Я прочел это вслух. Потом сказал?
— Так вот, товарищи, насчет передовой роли коммунистов и комсомольцев в бою. Наверное, она и заключается в том, о чем пишется в этих заявлениях: «Обязуюсь до последнего дыхания беспощадно бить фашистов, бить до полной победы». А бить так фашистов, это значит, не страшась самой смерти, подавать пример мужества и героизма. И это, товарищи, не новость. Это давно подтвержденная кровью и жизнями многих тысяч коммунистов и комсомольцев истина. Так было в гражданскую войну, так есть и сейчас, в жестокой битве с немецко-фашистскими захватчиками. Я уверен в том, что коммунисты, комсомольцы нашего батальона, как и всей Красной Армии, будут достойными продолжателями замечательных боевых традиций большевиков.

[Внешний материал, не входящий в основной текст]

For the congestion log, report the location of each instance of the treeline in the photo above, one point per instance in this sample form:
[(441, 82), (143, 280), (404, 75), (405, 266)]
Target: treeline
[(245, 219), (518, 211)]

— Правильно, товарищ комиссар. И примером в этом будут большевики и комсомольцы нашей роты, — заверил политрук Черкашин. Потом попросил:
— Расскажите, товарищ комиссар, как воюют полки нашей дивизии.
— Хорошо дерутся. Есть чему поучиться, — ответил я и стал рассказывать о героических подвигах полка Долгова, который в ночь на 16 сентября переправился через Волгу и, несмотря на массированный налет авиации, ураганный огонь артиллерии и других видов оружия обороняющегося противника, с ходу сбил его с вершины Мамаева кургана, овладел баками.
6-я рота гвардии капитана комсомольца Николая Чуприна первой подошла к вершине кургана. Фашисты встретили ее шквальным пулеметным огнем. Красноармейцы залегли. И тогда, презирая смерть, Чуприн поднялся во весь рост, подал команду: «За Родину! Вперед, товарищи!» Как один, поднялись гвардейцы, и мощное русское «ура» загремело над курганом.
Стреляя на ходу и бросая гранаты, бойцы подавили опасные огневые точки фашистов, ворвались в их траншеи. Завязалась рукопашная схватка. В ход пошло все, чем только можно было бить врага.
В этот день пистолетом и гранатами Чуприн уничтожил двенадцать гитлеровцев и только было прицелился в тринадцатого, как рядом с ним щелкнул выстрел, и этот щелчок оказался последним звуком в его юношеской жизни. Лейтенант был убит.
Словно эстафету из рук Чуприна, принял на себя командование ротой командир 1-го взвода комсомолец гвардии лейтенант Николай Кузнецов. Рота продолжала громить фашистов. Николай шел впереди. В один из моментов, когда он миновал развилок траншеи, на него сзади навалился враг, сдавил горло. Глаза лейтенанта заволокло туманом. Но, к счастью, подоспел гвардии старший сержант Борщун. Прикладом винтовки он ударил фашиста по затылку.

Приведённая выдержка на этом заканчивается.